Die Feststellkraft F steigt während
der Zuspannphase bis zum Zeitpunkt t3 mit
einer ersten Steigung an. Nahezu parallel verläuft die Stromaufnahme I. Dann
zum Zeitpunkt t3 knickt die Steigung der
Feststellkraft F ab und der Verlauf der Stromaufnahme I beschreibt
bei der Position 23 einen Wendepunkt. Zu diesem Zeitpunkt
t3 ist die Feststellkraft so groß, dass
das Federpaket 9 komprimiert wird. Da das Federpaket 9 vorgespannt
ist, weiß man,
wie groß die
Feststellkraft F zum Zeitpunkt t3 ist.
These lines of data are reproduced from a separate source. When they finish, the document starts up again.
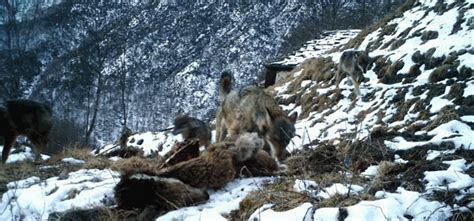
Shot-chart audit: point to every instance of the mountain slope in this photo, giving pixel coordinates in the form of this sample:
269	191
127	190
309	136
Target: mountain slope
401	151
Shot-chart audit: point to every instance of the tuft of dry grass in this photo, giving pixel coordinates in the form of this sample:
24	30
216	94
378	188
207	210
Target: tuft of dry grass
446	114
77	153
279	194
339	200
386	29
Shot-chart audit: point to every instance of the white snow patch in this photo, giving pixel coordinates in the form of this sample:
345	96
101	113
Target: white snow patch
33	199
73	161
267	213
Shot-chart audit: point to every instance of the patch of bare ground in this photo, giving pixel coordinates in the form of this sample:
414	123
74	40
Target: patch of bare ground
382	24
320	70
280	194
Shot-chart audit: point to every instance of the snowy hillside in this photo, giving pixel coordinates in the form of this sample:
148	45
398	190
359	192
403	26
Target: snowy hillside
403	150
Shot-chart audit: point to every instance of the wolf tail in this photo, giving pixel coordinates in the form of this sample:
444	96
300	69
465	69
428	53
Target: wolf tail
226	82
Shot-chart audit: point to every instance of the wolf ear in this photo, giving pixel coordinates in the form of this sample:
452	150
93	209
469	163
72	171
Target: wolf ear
264	120
293	117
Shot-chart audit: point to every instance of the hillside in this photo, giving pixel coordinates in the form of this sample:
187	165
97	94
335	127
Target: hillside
138	63
402	150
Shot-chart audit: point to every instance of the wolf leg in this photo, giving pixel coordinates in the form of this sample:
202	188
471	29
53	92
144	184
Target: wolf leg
9	141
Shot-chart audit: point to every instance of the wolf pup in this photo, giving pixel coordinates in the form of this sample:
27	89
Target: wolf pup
355	64
250	109
192	128
28	118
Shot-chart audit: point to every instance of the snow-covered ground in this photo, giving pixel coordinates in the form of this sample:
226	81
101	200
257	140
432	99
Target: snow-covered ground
319	47
91	188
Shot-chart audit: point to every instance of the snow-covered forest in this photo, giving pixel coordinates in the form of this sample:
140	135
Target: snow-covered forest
401	150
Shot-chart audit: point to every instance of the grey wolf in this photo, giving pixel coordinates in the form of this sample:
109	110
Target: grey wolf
355	64
25	117
192	128
250	109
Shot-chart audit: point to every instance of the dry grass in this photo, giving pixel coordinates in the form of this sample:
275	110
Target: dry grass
339	200
130	166
76	153
386	29
446	114
279	194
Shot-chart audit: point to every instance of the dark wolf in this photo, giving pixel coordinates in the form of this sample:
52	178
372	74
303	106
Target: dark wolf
355	64
25	117
192	128
250	109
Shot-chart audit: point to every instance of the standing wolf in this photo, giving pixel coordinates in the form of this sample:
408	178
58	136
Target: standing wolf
192	128
355	64
28	118
250	109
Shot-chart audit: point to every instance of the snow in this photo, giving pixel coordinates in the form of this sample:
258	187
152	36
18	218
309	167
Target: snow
81	189
91	188
149	142
319	47
267	213
25	153
469	90
73	161
393	206
339	189
221	202
371	171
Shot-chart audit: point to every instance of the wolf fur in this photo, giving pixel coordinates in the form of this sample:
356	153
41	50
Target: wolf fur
355	64
220	165
192	128
25	117
182	184
250	109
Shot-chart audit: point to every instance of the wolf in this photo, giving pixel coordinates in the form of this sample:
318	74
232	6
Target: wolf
25	117
355	64
250	109
192	128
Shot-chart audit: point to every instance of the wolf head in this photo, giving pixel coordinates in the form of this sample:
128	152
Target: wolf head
248	145
361	60
278	129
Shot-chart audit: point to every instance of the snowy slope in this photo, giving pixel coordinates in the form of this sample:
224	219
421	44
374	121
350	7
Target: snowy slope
414	108
425	122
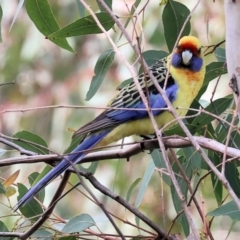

Ist
das Federpaket beispielsweise auf 2000 N vorgespannt, so beträgt die Feststellkraft
F zum Zeitpunkt t3 ebenfalls 2000 N. Die
weitere Spreizung der Bremsbacken 3, 4 führt zu einer
weiteren Kompression des Federpaketes 9. Die Feststellkraft
F steigt zwischen den Zeitpunkten t3 und
t4 nicht mehr so stark an, wie zwischen
den Zeitpunkten t2 und t3,
da die Feststellkraft vom Federpaket 9 absorbiert wird.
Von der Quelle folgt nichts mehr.